Vor gut einem Jahr saß ich mit einer Freundin in einer bekannten Bielefelder Schwulen- und Lesbenkneipe. Wir beide hatten das Gefühl, daß etwas Neues in unser Leben treten muß. Wir schauten uns um und hatten den gleichen Gedanken: Was lag näher, als sich mit dem Schwulen, dem bis dahin völlig unbekannten Wesen zu beschäftigen?

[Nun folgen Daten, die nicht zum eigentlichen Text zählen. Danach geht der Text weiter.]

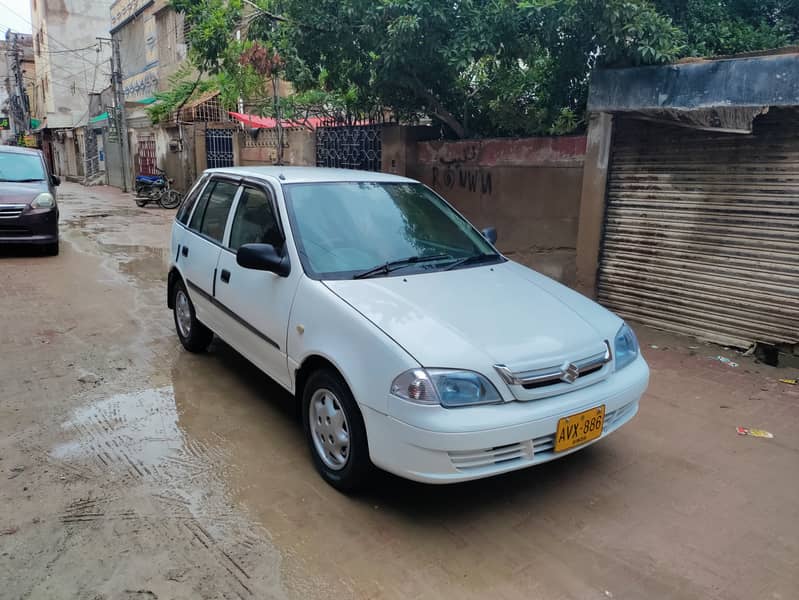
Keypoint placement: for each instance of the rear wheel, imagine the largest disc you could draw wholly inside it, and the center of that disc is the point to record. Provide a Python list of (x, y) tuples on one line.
[(170, 199), (194, 336), (335, 431)]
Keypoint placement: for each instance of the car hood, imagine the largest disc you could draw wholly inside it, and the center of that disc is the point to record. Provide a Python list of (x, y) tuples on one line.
[(503, 313), (20, 193)]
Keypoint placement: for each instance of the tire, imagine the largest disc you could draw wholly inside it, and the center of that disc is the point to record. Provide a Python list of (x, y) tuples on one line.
[(345, 467), (170, 199), (194, 336)]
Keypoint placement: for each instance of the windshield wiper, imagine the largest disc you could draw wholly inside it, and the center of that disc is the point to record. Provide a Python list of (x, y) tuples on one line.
[(393, 265), (475, 259)]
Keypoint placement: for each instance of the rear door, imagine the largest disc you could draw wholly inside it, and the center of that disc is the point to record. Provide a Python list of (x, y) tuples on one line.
[(199, 252), (256, 303)]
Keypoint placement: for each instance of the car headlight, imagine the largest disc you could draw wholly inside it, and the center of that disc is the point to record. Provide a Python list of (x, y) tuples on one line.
[(43, 200), (625, 346), (448, 388)]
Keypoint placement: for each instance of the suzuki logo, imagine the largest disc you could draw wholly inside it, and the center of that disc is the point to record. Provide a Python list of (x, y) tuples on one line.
[(570, 373)]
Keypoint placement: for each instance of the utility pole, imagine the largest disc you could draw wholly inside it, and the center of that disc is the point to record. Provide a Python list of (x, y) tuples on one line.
[(20, 107), (119, 100)]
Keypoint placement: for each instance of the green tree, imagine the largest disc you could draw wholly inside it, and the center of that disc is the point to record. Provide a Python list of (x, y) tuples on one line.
[(477, 67)]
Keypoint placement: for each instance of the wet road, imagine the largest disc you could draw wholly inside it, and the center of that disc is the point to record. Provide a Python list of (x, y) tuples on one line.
[(132, 469)]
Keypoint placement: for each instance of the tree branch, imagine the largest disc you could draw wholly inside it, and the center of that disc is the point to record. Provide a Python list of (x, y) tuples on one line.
[(436, 107)]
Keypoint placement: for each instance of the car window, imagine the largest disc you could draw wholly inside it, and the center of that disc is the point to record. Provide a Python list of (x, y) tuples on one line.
[(217, 209), (189, 201), (344, 228), (197, 217), (21, 167), (254, 221)]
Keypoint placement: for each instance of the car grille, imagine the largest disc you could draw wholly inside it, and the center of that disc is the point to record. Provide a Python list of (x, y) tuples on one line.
[(14, 231), (543, 382), (11, 211), (540, 447), (464, 460)]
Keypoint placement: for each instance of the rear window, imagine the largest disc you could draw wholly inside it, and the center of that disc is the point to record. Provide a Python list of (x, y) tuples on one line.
[(189, 201), (21, 167)]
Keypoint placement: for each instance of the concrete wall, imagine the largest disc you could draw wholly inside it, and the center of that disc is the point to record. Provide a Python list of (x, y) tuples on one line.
[(529, 189), (299, 148)]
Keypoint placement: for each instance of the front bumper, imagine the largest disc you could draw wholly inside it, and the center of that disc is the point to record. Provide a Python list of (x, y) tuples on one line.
[(33, 226), (451, 456)]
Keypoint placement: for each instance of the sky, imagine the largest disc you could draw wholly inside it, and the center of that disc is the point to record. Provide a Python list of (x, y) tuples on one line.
[(15, 14)]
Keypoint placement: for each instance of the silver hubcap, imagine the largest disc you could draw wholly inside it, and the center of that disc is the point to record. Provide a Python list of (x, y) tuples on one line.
[(329, 428), (183, 313)]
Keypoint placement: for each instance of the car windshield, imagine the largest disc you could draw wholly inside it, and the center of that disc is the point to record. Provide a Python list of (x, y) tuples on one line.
[(20, 167), (345, 230)]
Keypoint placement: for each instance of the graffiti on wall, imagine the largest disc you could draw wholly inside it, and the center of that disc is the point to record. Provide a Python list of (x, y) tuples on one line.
[(143, 85), (472, 179)]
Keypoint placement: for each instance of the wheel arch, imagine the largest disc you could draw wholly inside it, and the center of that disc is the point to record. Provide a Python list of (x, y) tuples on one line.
[(311, 364)]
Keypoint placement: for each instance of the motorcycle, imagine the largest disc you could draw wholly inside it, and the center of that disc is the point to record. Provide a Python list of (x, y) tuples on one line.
[(156, 188)]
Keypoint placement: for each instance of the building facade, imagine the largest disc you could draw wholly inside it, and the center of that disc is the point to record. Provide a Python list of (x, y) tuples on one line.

Da wir nach einem Vorwand suchten, um sie anzusprechen, war fünf Minuten später die Idee des CSD geboren.

 

Marion:

Ein paar Wochen später erzählten mir die beiden von der neuen Gruppe und fragten mich, ob ich nicht mitmachen wolle. Spontan sagte ich zu. Dann wurde es ernst. Mein erstes Gruppentreffen rückte näher. Ich wurde unsicherer. Ich fragte mich: Worauf habe ich mich da bloß eingelassen? Es werden Männer - wenn auch Schwule da sein, mit denen ich diskutieren will. Wie stelle ich mich in diesem Rahmen als Lesbe dar? Was macht mein Lesbischsein überhaupt aus? Gibt es Gemeinsamkeiten zwischen Lesben und Schwulen, und können wir den CSD gemeinsam organisieren? Und last, but not least: Wie reagieren die anderen Lesben, wenn sie erfahren, daß ich in einer schwul-lesbischen Gruppe mitarbeite?

 

Seona:

Um eben diese Reaktionen herauszufinden, habe ich in den ersten Monaten immer wieder das Gespräch mit Bielefelder Frauen- und Lesbeneinrichtungen gesucht. In einem bekannten Bielefelder Frauenzentrum haben wir sogar eine Diskussionsveranstaltung zur Frage, ob Lesben mit Schwulen zusammenarbeiten können und wollen, angeboten. Denn von Anfang an habe ich mich nicht als Einzelkämpferin gesehen und wollte keiner etwas aufdrücken. Ich habe auf Kritik und Anregungen gehofft und hätte das Thema der schwulesbischen Zusammenarbeit als politisches Thema fallengelassen, wenn ich massiven Widerstand gekriegt hätte.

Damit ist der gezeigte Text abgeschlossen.